Persistent energy tensions. At this stage, disruptions to energy supply remain contained, thanks in particular to the use of strategic reserves, rapid geographical arbitrage and, in some countries, demand management policies. As a result, the impact of the conflict is primarily reflected in price pressures, affecting both oil and gas (+80 % for Brent prices since the beginning of the year and +76 % for European gas prices), without yet reaching the scale of past energy crises. While the International Energy Agency highlights the fragility of the current balance, futures markets continue to anticipate a gradual easing in prices, reflecting expectations either of a de escalation of the conflict or a progressive normalization of flows.
Tightening monetary and financial conditions. Equity markets have posted moderate declines since the beginning of the year, and the increase in volatility remains contained, signalling a still measured market reaction. By contrast, movements in bond markets have been more pronounced. Yields, particularly at the short end of the curve, have risen significantly, reflecting a reassessment of monetary policy paths. Energy tensions are increasingly perceived as a source of persistent inflationary pressures rather than a directly recessionary shock.

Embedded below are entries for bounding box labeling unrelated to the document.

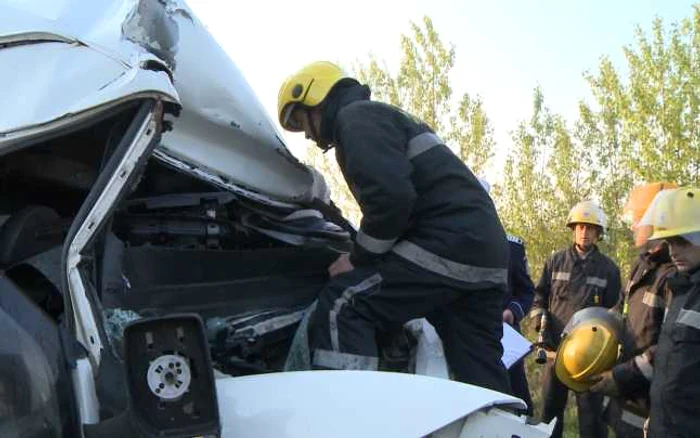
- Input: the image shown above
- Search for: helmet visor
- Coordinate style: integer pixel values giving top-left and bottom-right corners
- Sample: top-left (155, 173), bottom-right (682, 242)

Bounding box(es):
top-left (282, 103), bottom-right (304, 132)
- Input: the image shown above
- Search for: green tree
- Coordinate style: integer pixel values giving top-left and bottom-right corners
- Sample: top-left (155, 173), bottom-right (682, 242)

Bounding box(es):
top-left (495, 88), bottom-right (588, 281)
top-left (305, 17), bottom-right (495, 223)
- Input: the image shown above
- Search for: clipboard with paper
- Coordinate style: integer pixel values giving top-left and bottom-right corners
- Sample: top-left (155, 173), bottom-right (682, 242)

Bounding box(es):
top-left (501, 323), bottom-right (533, 368)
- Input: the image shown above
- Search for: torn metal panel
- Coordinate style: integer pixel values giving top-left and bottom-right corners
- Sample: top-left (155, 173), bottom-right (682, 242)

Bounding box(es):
top-left (122, 0), bottom-right (180, 70)
top-left (0, 0), bottom-right (178, 140)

Early indicators for March confirm rising inflation. Business sentiment indicators published for March in the euro area and the United States send a similar signal: activity remains broadly resilient, but price pressures are intensifying. Surveys point to rising input costs and a gradual pass through to selling prices. Inflation data in the euro area (2.5 % in March) already show a noticeable acceleration, particularly in energy related and services components. This assessment is widely shared by the consensus of economists, who have modestly revised growth prospects downward while primarily revising inflation trajectories upward.
An unchanged central scenario, but sustained vigilance. In this context, our central scenario remains one of resilient economies facing higher and more persistent inflation. The main source of uncertainty now lies in the duration of the conflict and the scale of lasting disruptions to energy supply. As long as the global economy absorbs the shock, the situation remains manageable. However, the longer the conflict persists, the greater the risk of a shift from a transitory shock to a lasting macroeconomic shock. Today, the duration of the conflict—more than the initial shock—remains the key risk factor.